しかし子どもたちは素直です。「目標は全国制覇だ。お前たちなら出来る」と言えば、すぐにその気になります。人生における失敗が少ない若者たちは、簡単にプラス思考になれるのです。
子どもたちが家に帰って親御さんにその話をすると、人生経験豊富な親たちからは、「もっと堅実な夢を持て」と返ってくるのです。ごもっともな反応です。
結果として、駒大苫小牧はその後甲子園で優勝、しかも2連覇までしました。残念ながら3連覇は、ハンカチ王子を擁する早稲田実業に決勝戦で延長15回引き分け再試合の末敗れ準優勝に終わりましたが、立派な戦績です。

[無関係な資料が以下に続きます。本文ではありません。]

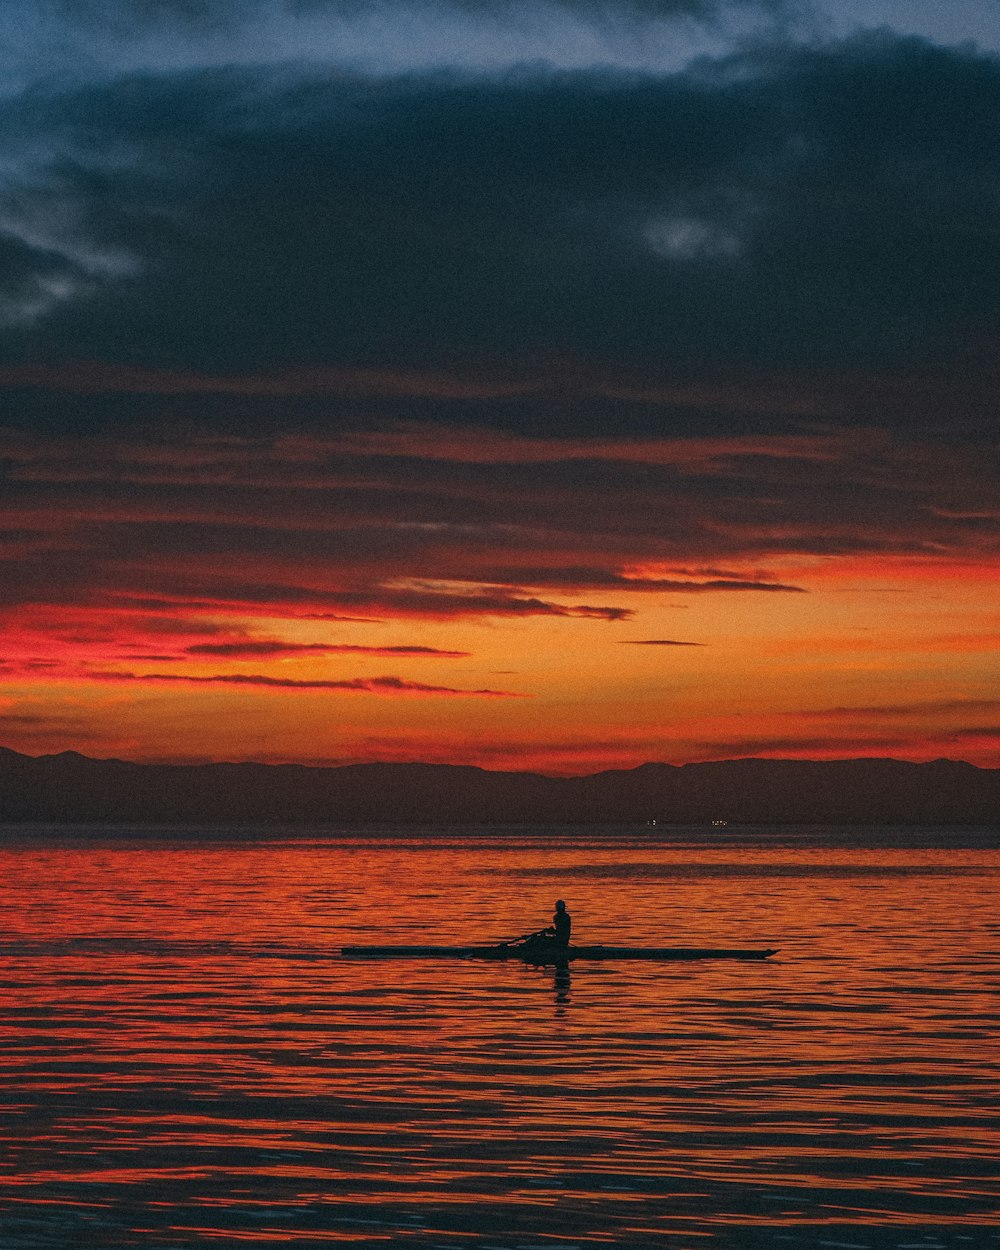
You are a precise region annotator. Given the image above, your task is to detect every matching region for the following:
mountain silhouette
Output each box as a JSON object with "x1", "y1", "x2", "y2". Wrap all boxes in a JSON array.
[{"x1": 0, "y1": 748, "x2": 997, "y2": 826}]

その翌年の甲子園優勝校は佐賀県の公立進学校の佐賀北、翌々年の準優勝校は静岡県の常葉菊川ですが、両校とも西田先生の指導校だったことに衝撃を覚えました。
これらの高校が、大坂桐蔭、東海大相模、早稲田実業などの強豪校だとしたら驚きませんが、全国的にはほぼ無名高校をメンタル指導によって大化けさせたことが衝撃です。
しかもこれらの高校の指導をしたのは西田先生の部下でした。当時の西田先生は超多忙で、2008年に私が出会ったとき、先生が直接指導していたのはたった一つの団体だけでした。
その団体は全日本女子ソフトボールチームです。同年の夏の北京オリンピックで、絶対に勝てないといわれたアメリカを破って金メダルを獲得したのです。
甲子園の駒大苫小牧も北京オリンピックの日本女子ソフトボールチームも、優勝した時に人差し指を天に挙げて喜び合ったものです。あれは優勝したから一本指を挙げたのではありません。練習のときからあの一本指のポーズが彼らの合言葉だったのです。
苦しい練習も、ヘコタレそうになった時にも、一本指を立てることにより、「俺たち優勝するんだろ」「頑張ろうよ」というポーズなのです。お互いが言葉を発せずとも通じ合える共通言語なのです。
そんなところから始まったのが、大石会計の「日本一宣言」です。すべての始まりは、たまたま本屋で手にした『№1理論』(西田文郎:現代書林)でした。私の人生を変えた一冊です。